Я понимаю, что родители, наверное, кучу раз за все эти годы слышали, как я жалуюсь на свою работу. Вот и пришли к мысли, что Бруклинский местный колледж – это отстойник для лодырей и разгильдяев.
– Вообще-то, – говорю я, – на работе все не так плохо. На той неделе даже хороший сценарий прочла одной студентки. Была приятно удивлена.
– Хорошо, отлично! – подбадривает меня папа. – Видишь, я говорил, что будет лучше. Ты просто была слишком упрямой – не хотела мне верить.
– Я была упрямой? – спрашиваю я, хотя скорее – думаю вслух.
Карен делает большие глаза и кивает.
– О да, – беззвучно произносит она.
В эту секунду мама начинает сгонять всех к двери, чтобы мы спускались в ресторан на наш приватный ужин в честь Дня благодарения. Разговоры продолжаются урывками; толпясь, мы надеваем свои пальто.
– Тетя Сара?
Посмотрев вниз, я вижу свою племянницу Элис, дергающую меня за руку. Она глядит на меня с благоговением.
– Вы правда работали с Холли Рэндольф? Когда она еще не стала звездой?
Я киваю.
– Работала. Она была очень хорошая. Но это было давно, почти что до твоего рождения.
– Как вы думаете, она все еще хорошая?
– Думаю, она может все еще быть хорошей. Знаешь, некоторые знаменитые люди остаются хорошими.
– Ух ты, хотела бы я с Холли Рэндольф познакомиться.
Я смотрю на Карен, подняв брови; та застенчиво улыбается.
– Милая, давай-ка спускаться в бабушкин и дедушкин ресторан. Я знаю, что там огромная индюшка ждет, чтобы ее порезали на кусочки!
Мы просачиваемся в прихожую; Карен говорит мне:
– Знаешь, я тут стала читать эти голливудские
– Весь мир безумный. А что, ты им не веришь?
– Нет, верю. Просто я потрясена, вот и все.
– Ну, – говорю я, когда последние из нас выходят из квартиры, – вот такие вот потрясающие вещи происходят. Я бы тебе рассказала историй.
Карен смотрит на меня с недоумением. Я в глубокой задумчивости закрываю за нами дверь.
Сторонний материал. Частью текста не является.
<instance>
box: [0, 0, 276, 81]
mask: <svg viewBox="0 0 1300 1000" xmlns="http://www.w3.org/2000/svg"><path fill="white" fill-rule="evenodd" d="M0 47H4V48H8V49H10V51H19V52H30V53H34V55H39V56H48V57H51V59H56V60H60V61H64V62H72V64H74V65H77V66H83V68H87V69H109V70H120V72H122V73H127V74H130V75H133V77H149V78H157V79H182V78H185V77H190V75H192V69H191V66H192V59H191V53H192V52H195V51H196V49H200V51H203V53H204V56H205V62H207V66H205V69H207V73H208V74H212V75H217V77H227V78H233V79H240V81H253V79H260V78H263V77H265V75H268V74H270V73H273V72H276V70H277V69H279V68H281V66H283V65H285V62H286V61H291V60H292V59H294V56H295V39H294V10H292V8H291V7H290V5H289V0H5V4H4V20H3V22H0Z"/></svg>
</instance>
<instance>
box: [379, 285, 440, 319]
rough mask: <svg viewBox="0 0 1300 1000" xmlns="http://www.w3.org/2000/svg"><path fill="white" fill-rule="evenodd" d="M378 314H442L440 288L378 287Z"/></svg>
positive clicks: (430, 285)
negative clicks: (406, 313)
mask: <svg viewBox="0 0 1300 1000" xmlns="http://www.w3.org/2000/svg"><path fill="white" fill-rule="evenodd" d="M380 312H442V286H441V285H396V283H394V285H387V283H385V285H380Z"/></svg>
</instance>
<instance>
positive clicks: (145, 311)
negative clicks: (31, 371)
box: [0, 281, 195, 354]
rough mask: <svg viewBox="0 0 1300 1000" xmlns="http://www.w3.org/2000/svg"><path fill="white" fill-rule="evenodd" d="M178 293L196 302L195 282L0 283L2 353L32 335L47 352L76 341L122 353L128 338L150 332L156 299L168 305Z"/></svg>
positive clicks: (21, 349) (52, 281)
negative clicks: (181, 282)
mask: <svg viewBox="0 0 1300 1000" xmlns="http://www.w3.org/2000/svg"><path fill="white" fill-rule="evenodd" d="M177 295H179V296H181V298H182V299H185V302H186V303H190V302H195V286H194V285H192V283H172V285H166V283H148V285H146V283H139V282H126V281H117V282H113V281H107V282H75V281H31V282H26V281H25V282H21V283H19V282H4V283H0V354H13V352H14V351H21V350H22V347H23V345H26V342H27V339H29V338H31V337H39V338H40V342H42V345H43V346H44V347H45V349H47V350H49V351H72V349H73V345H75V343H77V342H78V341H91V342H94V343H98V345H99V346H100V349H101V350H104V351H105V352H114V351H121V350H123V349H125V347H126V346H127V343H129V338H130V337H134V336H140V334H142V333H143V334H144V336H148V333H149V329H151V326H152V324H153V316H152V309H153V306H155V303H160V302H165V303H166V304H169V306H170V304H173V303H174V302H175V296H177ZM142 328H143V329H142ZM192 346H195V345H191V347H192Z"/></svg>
Я понимаю, что не могу держать сестру в неведении. Разумеется, она должна узнать прежде, чем узнают все остальные. И я велю себе не забыть найти на этих праздничных выходных время рассказать ей немного о том, что произошло десять лет назад в Лос-Анджелесе.
Глава 50
Я вижу заголовок, когда еду в метро – как обычно, одна.
На соседнем сиденье лежит сложенный экземпляр утреннего таблоида, я беру его, разворачиваю и вижу первую полосу: фотографии голливудской кинодивы на красном ковре и рядом – последнего обвиненного студийного начальника: голова опущена, руки в наручниках за спиной.
Но в сегодняшней вечной круговерти новостей то, что было расписано вчера вечером и напечатано этим утром, уже устарело. Ситуация с тех пор успела развиться.
Мой телефон светится: новое оповещение от “Нью-Йорк таймс”. Один взгляд на экран – и я узнаю, в чем дело: “Холли Рэндольф и еще девять человек обвиняют миллиардера Хьюго Норта в сексуализированном насилии”.